Hoher Stellenwert auch in der Prophylaxe
Eine weitere Indikation für eine systemische Antipilztherapie stellt die Prophylaxe einer Candida-Infektion nach allogener Stammzelltransplantation dar. Als einziges Echinocandin habe Micafungin (Mycamine) in der ESCMID-Leitlinie hierfür eine A-I-Empfehlung erhalten, berichtete Ullmann. In einer Dosierung von 50 mg/Tag hat dieses Antimykotikum in einer klinischen Studie bereits eine statistisch signifikante Überlegenheit im Vergleich zu Fluconazol gezeigt. So konnte bei 80 % der Patienten durch eine Prophylaxe mit Micafungin eine Pilzinfektion erfolgreich verhindert werden.

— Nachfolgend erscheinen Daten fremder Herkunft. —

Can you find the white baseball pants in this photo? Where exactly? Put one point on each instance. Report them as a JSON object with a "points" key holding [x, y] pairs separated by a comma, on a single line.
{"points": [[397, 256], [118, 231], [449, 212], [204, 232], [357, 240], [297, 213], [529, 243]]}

Während in der neutropenischen Phase der allogenen Stammzelltransplantation die Gefahr einer Infektion eher von Candida Spezies ausgehe, komme es nach dem Engraftment, in der Phase der Immunrekonstitution häufiger zu Infektionen mit Schimmelpilzen, schilderte Dr. Heinrich Lellek vom Universitätsklinikum Hamburg-Eppendorf seine Erfahrungen aus der Praxis. Trotz immenser Fortschritte im Management solcher Pilzinfektionen seien Durchbruchinfektionen weiterhin mit einer hohen Letalität verbunden, so der Experte. Im Hamburger Klinikum haben er und seine Kollegen Micafungin in drei verschiedenen Dosierungen getestet, die sich alle als effektiv erwiesen haben, wobei die 100-mg-Dosierung im Vergleich zur 50- und 150-mg-Dosis einen leichten Vorteil zeigte. Die Umstellung auf eine empirische Therapie erfolgte in der 100-mg-Gruppe bei 14 %, in den anderen beiden Gruppen bei 26 und 20 % der prophylaktisch behandelten Patienten. „Alle drei Dosierungen wurden gut vertragen", unterstrich Lellek.
Besonders gefährdet: Intensivpatienten
Für die Zunahme an Candida-Infektionen, auch bei nicht neutropenischen Patienten, machte Dr. Georg Langebartels von der Klinik für Herz- und Thoraxchirurgie der Universität zu Köln den medizinischen Fortschritt, insbesondere die Zunahme der intensivmedizinischen Komplexbehandlungen verantwortlich. Im Falle einer Pilzinfektion haben diese Patienten, wie der Mediziner verdeutlichte, ein stark erhöhtes Mortalitätsrisiko. Die Gründe dafür sieht der Experte in der Schwierigkeit, eine invasive Pilzinfektion nachzuweisen, in einer nicht adäquaten Therapie, den von Candida häufig auf Fremdmaterialien gebildeten Biofilmen und im schlechten Allgemeinzustand der betroffenen Patienten. „Hinzu kommt das immer älter werdende Patientenklientel. Mittlerweile ist die Hälfte unserer Patienten älter als 70 Jahre", berichtete Langebartels. Schon durch das hohe Alter sei die perioperative Mortalität erhöht. Kämen dann noch Komplikationen oder eine invasive Pilzinfektion hinzu, könne das Risiko auf bis zu 70 bis 80 % ansteigen, im Rahmen der intensivmedizinischen Behandlung zu versterben.
Micafungin lasse sich einfach steuern und sicher dosieren. Interaktionen mit Immunsuppressiva oder anderen in der Intensivmedizin eingesetzten Präparaten seien nicht zu befürchten. Das Antimykotikum beginne rasch zu wirken und verursache keine zusätzlichen Organschädigungen. Deshalb sei es ideal für den Einsatz bei schwer kranken, multimorbiden Patienten.
Bisher konnte Micafungin nur unter der sogenannten Innovationsklausel als Neue Untersuchungs- und Behandlungsmethode (NUB) abgerechnet werden. Seit Januar 2012 können Kliniken Micafungin über den bundeseinheitlichen Vergütungskatalog als Zusatzentgelt (ZE) zusätzlich zu den Fallpauschalen abrechnen.